A thriller indeed! Jack Carr's debut novel will have you gripped from the first page. I'm not a fast reader and I finished this book in 2 days. Few authors have a successful debut, mostly due to inexperience and the difficulty of writing a book. However, Jack Carr's delivery of "The Terminal List" is unlike anything I've ever seen from a new author. I really believe that he could be the next "big thing" in the thriller genre.
Carr begins the novel in an exhilarating fashion. A man stations himself on the crest of a hill in the Wyoming woods. The scene then cuts to a man entering his Mercedes SUV and setting off for work. The man on the hill prepares his rifle which was handcrafted specifically for him and given to him by his father. The man steadies his scope, the pauses in the man's natural breathing rhythm allow him to take aim. A Mercedes SUV begins to roll down the road and the man steadies his sights on the driver and fires one shot, killing him instantly. Well, this book should be interesting, I thought to myself after reading this scene.
This is our first interaction with James Reece, an embattled Navy Seal who has just undergone tragedy. The story then cuts to Reece detailing the events of an upcoming covert operation. It is here where we are introduced to Reece's distrust in the upper echelons of the government. This is understandable, most of the men who sit at their desks in D.C. offices have never been in combat before. Reece then describes his skepticism about the nature of the intel gathered before the operation to one of his fellow SEALs. Regardless of Reece's skepticism, he proceeds with the operation. Tragically, his entire team is killed in a surprise IED explosion and Reece is the sole survivor. Seriously injured, he is transported to Bagram Airforce base in Afghanistan for medical care. It is there where we find out that Reece and every member of his now-deceased team, have a very similar brain tumor. Taking this news shockingly, Reece tells the doctor that he needs to go home and see his wife and daughter before they discuss treatment. When Reece returns to his hometown of Coronado, California he is horrified to know that his best friend who was also a SEAL, was found in his home deceased from a self-inflicted gunshot wound. After receiving this news, Reece begins to feel hopeless, and all he wants to do is see his wife and daughter. That however is not an option as when he returns to his house, he finds his wife and daughter murdered in an apparent home invasion. This event drives James Reece on a mission to track down every person involved in the murder of his family, and his SEAL team. He vows to eliminate every single one of them.

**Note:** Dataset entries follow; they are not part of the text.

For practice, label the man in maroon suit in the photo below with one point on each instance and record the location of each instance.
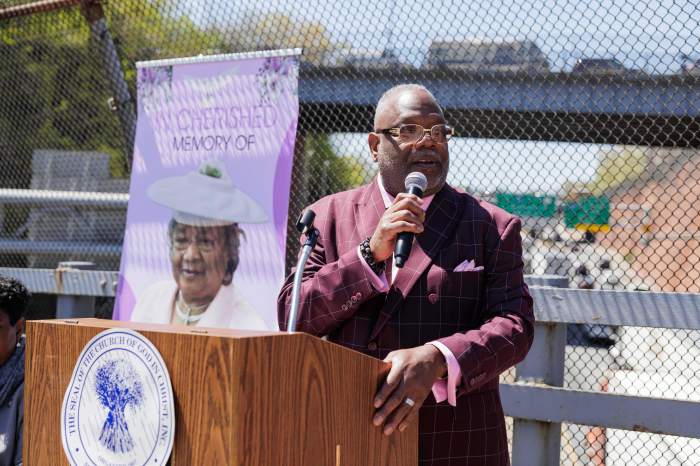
(452, 319)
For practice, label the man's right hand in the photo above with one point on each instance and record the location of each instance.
(405, 214)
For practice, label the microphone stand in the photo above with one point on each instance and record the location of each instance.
(306, 227)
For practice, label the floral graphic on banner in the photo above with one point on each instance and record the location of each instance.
(154, 82)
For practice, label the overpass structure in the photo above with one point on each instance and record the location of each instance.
(630, 108)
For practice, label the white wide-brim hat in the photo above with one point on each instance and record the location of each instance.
(206, 197)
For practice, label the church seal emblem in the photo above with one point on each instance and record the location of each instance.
(119, 406)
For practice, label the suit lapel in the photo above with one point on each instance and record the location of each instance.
(441, 219)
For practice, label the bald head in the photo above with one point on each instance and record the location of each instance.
(398, 96)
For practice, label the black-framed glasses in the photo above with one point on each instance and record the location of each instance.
(411, 133)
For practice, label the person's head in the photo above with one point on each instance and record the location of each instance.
(203, 258)
(399, 149)
(14, 299)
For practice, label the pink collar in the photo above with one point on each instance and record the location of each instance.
(389, 199)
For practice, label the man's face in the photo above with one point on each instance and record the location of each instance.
(395, 159)
(199, 258)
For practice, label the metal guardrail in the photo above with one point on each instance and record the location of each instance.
(537, 400)
(70, 199)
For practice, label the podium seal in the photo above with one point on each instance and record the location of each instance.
(119, 406)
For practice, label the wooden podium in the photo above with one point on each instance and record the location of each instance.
(241, 398)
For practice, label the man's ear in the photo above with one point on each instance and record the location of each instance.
(20, 326)
(373, 142)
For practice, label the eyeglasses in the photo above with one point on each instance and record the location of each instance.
(412, 133)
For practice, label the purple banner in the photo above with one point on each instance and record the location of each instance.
(206, 225)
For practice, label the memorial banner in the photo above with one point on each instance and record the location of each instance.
(206, 224)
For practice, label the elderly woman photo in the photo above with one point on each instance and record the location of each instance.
(14, 298)
(204, 241)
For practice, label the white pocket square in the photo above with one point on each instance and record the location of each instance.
(468, 266)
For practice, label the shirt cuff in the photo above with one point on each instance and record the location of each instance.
(447, 389)
(378, 282)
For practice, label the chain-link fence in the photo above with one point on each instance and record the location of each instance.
(583, 118)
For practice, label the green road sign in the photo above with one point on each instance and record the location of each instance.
(587, 212)
(527, 205)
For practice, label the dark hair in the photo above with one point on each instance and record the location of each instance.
(232, 239)
(14, 298)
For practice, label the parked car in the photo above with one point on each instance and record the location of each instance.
(487, 55)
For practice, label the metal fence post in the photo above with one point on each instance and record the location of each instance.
(71, 306)
(539, 443)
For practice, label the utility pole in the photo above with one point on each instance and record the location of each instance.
(121, 101)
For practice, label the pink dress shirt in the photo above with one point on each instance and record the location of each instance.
(443, 389)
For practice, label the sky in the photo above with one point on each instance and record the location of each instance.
(648, 35)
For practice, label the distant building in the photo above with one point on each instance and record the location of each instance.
(598, 66)
(488, 55)
(360, 58)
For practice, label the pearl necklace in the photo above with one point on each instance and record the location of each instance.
(184, 310)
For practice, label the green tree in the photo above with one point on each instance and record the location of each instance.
(330, 172)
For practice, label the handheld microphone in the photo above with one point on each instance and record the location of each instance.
(415, 183)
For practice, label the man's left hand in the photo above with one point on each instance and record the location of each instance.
(412, 375)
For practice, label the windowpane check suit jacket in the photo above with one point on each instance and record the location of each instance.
(483, 316)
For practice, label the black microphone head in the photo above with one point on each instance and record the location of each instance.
(415, 180)
(306, 220)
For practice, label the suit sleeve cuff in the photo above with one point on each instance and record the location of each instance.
(447, 389)
(378, 282)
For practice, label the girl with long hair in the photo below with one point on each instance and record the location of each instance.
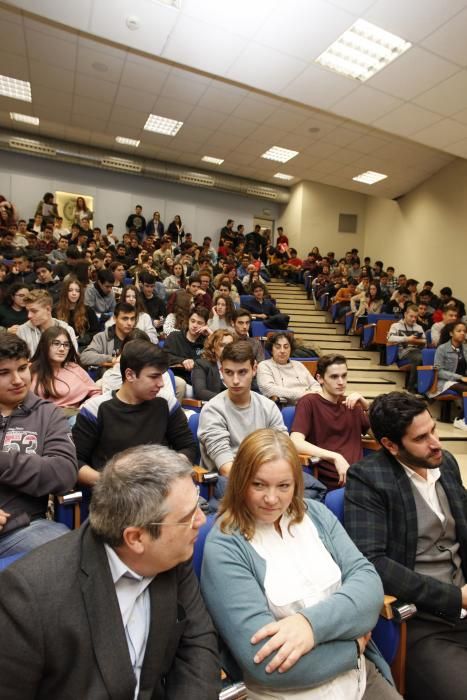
(72, 309)
(221, 315)
(56, 373)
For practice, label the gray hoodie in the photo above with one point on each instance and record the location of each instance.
(37, 457)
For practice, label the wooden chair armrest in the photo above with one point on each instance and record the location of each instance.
(386, 610)
(194, 403)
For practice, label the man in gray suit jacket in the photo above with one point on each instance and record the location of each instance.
(406, 510)
(113, 610)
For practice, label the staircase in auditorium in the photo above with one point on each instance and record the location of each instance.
(365, 375)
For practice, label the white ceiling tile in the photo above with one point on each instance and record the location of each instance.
(447, 98)
(458, 149)
(304, 29)
(214, 53)
(225, 140)
(51, 76)
(222, 99)
(231, 16)
(341, 137)
(255, 110)
(87, 86)
(442, 134)
(93, 108)
(13, 38)
(321, 150)
(346, 156)
(142, 100)
(365, 104)
(88, 59)
(156, 23)
(14, 65)
(197, 134)
(407, 119)
(183, 88)
(74, 14)
(238, 127)
(368, 143)
(412, 20)
(87, 122)
(449, 40)
(148, 75)
(206, 117)
(414, 72)
(287, 120)
(319, 87)
(45, 49)
(265, 68)
(173, 109)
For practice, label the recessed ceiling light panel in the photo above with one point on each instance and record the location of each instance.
(210, 159)
(17, 89)
(127, 142)
(162, 125)
(280, 154)
(362, 51)
(283, 176)
(370, 177)
(25, 118)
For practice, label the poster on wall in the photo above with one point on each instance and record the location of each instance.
(74, 207)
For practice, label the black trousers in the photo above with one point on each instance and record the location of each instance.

If I could describe this plot crafted by Jack Carr in one word, the word would be exhilarating. Jack Carr archives this in part due to his experience as a SEAL himself. Carr frequently throws in military jargon that makes James Reece feel more and more like a real SEAL. There is so much detail imputed into this book from Carr's experience as a SEAL that there are actually redacted parts of the book that the DOD (Department of Defense) claims are classified. In order for Carr to justify the horrific measures that James Reece goes through to achieve revenge, Carr goes into immense detail about Reece's love for his family and his fellow SEALs. The book frequently cuts to flashbacks of Reece's happiest times with his daughter Lucy and wife Lauren. You are rooting for James Reece for the entire story. Reece is selfless and caring and undoubtedly brave.
Now when I say this book is a thriller, I mean it. The tactics that Reece utilizes to subdue his enemies are gruesome but also fascinating. Mostly because a normal person would not have knowledge of these tactics, but since Jack Carr was a SEAL, you feel that Reece is a sort of incarnation of the author himself. Reece often inputs his feelings about society throughout the novel, which could only be originated from the author himself. I could only imagine that some of the missions that Reece undertakes throughout the novel are based on real operations done in combat. Though Recce is brutal in the ways he goes about eliminating his targets, it doesn't feel brutal to the reader as Carr justifies it as a man avenging his slain family fallen brothers. Carr embeds a deep hatred in the reader of the upper members of society orchestrating these horrific events. He describes them with disgust and you as the reader begin to develop a similar hatred of them to that of Reece himself.
I am not shocked that "The Terminal List" was turned into a TV adaptation. It is absolutely perfect for TV. I can not wait to watch the show! "The Terminal List" is an absolutely fantastic read for anyone who loves thriller books, or someone who just wants to read a fascinating insight into the life and mind of a Navy SEAL. This book is part of a series, and the other books are on my TBR (to be read) list. Jack Carr realizes that this story is just too good to be kept to one book. I can feel that Jack Carr will be the next big thing to happen in the thriller genre. He has so much talent that rivals the talent of other thriller writers like Tom Clancy, Lee Child, and James Paterson. Go read this book, you will not be disappointed.